3. Multi-Level Summarization

Full Transcript Summary

  • Chunked recursive summarization for long-form content
  • Uses fc.text.recursive_word_chunk() for optimal processing
  • Combines chunk summaries into cohesive final summary

Host-Specific Analysis (Lex Fridman)

  • Focuses on thought-provoking questions and insights
  • Captures interviewing technique and philosophical depth
  • Ignores basic facilitation to highlight intellectual contributions

Individual Guest Summaries

  • Technical expertise and product insights
  • Unique contributions to Cursor development
  • Personal experiences and innovation perspectives

Key Fenic Features Demonstrated

Unstructured Data Processing

# JSON type casting and extraction
fc.col("content").cast(fc.JsonType)
fc.json.jq(fc.col("json_data"), '.speaker').get_item(0).cast(fc.StringType)
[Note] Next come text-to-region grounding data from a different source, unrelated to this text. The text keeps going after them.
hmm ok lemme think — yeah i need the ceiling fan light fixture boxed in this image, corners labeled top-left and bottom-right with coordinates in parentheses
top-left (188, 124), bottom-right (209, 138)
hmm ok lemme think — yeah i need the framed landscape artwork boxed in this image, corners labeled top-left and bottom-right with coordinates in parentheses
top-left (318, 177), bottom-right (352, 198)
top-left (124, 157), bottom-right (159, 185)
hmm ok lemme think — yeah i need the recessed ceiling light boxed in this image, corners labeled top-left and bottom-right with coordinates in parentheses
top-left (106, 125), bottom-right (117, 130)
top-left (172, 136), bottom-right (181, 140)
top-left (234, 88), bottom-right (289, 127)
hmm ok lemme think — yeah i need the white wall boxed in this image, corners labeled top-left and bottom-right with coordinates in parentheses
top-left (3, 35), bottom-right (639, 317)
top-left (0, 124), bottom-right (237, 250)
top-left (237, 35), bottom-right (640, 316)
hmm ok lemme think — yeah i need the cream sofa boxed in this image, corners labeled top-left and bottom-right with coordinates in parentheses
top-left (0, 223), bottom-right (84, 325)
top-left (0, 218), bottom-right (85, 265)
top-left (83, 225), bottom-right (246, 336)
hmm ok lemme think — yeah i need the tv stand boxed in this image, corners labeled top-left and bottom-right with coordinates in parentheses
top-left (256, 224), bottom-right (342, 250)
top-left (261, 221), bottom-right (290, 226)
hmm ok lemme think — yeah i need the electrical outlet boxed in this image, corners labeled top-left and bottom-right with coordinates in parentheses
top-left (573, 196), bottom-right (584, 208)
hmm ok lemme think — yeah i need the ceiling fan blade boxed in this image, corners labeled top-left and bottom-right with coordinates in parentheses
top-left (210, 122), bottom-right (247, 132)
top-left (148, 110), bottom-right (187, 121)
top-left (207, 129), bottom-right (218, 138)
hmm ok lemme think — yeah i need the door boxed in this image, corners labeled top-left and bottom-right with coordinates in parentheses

Text Processing & Aggregation

# Proper aggregation with array operations
fc.collect_list("segment_text").alias("speech_segments")
fc.text.array_join(fc.col("speech_segments"), " ")

Semantic Operations

# Semantic mapping with placeholders
fc.semantic.map(
    "Analyze this guest's contributions... Guest: {guest_name}. Speech: {full_speech}"
)

Advanced Filtering & Mapping

# Complex conditional mapping
fc.when(fc.col("speaker") == "SPEAKER_05", fc.lit("Lex Fridman"))
.when(fc.col("speaker") == "SPEAKER_02", fc.lit("Michael Truell"))
.otherwise(fc.lit("Unknown"))

Technical Highlights

  • Chunked Processing: Handles 2.5+ hour transcript efficiently
  • Speaker Filtering: Removes noise using time-based thresholds
  • JSON Extraction: Processes complex nested transcript data
  • Role-Aware Prompting: Different analysis for host vs guests
  • Type Safety: Proper casting for JSON-extracted fields

Usage

# Ensure you have OpenAI API key configured
export OPENAI_API_KEY="your-api-key"

# Run the summarization pipeline
python podcast_summarization.py

Output

The pipeline generates:

  1. Full Episode Summary: Comprehensive overview of key themes and insights
  2. Host Analysis: Lex Fridman's interviewing mastery and intellectual contributions
  3. Guest Summaries: Individual analyses for each Cursor team member
  4. Speaker Statistics: Speaking time, segment counts, and participation metrics

Learning Outcomes

This example teaches:

  • Working with real-world unstructured data (JSON transcripts)
  • Combining multiple summarization approaches
  • Handling long-form content with chunking strategies
  • Creating role-specific semantic operations
  • Building robust data pipelines with filtering and validation

Perfect for understanding how Fenic handles complex text processing workflows in production scenarios.